The Santa Clause 2 on its opening weekend grossed $10 million more than its predecessor. The opening weekend was a personal best to date for Tim Allen. The Hollywood Reporter said its performance "exceeded expectations". The Santa Clauses strongest market outside the United States was Germany, and The Santa Clause 2 had in Germany an opening weekend of $892,000, which was 50% larger than the opening weekend of the original film.

In the United States, The Santa Clause 3 had an opening weekend of $19.5 million, which was less than the $29 million grossed by The Santa Clause 2. Box Office Mojo reported: "More often than not, second sequels in the family genre make significantly less than their predecessors". After 24 days in theaters, the third film had grossed $67.1 million, which Box Office Mojo said was "lagging behind its predecessors by a wide margin".

In the United Kingdom, The Santa Clause 3 had an opening weekend of $2.7 million at 350 locations, which was 40% better than the opening weekend of The Santa Clause 2. In Mexico, The Santa Clause 3 had an opening weekend of $1.4 million at 380 locations, which was three times better than The Santa Clause 2s opening weekend.

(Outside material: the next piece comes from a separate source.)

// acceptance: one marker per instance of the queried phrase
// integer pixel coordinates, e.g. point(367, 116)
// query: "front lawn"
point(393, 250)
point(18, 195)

===Critical and public response===

| Title | Season | Critical |  | Public |
| Rotten Tomatoes | Metacritic | CinemaScore |
| The Santa Clause | – | 73% (59 reviews) | 57 (13 reviews) | A− |
| The Santa Clause 2 | – | 56% (122 reviews) | 48 (26 reviews) | A |
| The Santa Clause 3: The Escape Clause | – | 17% (66 reviews) | 32 (17 reviews) | B+ |
| The Santa Clauses | 1 | 57% (21 reviews) | 55 (6 reviews) | —N/a |
| 2 | —N/a | —N/a | —N/a |

Scott Foundas of Variety called the 1994 film "a full-on charmer pic". Foundas said the 2002 follow-up had too many writers and executives involved during the long development process, which he said led to "systematically pulverizing most of the original's simple delights". The critic said: "The Santa Clause 2 is a movie conscious, at every waking moment, of trying to out-do its predecessor". Varietys Justin Chang said The Santa Clause 3 was "a much cleaner, more streamlined ride than its overstuffed predecessor". Chang said: "Michael Lembeck directs the action with a surer touch and more consistent tone than he brought to Santa Clause 2, and effortlessly pulls off the pic's sentimental, life-affirming moments without tugging too hard".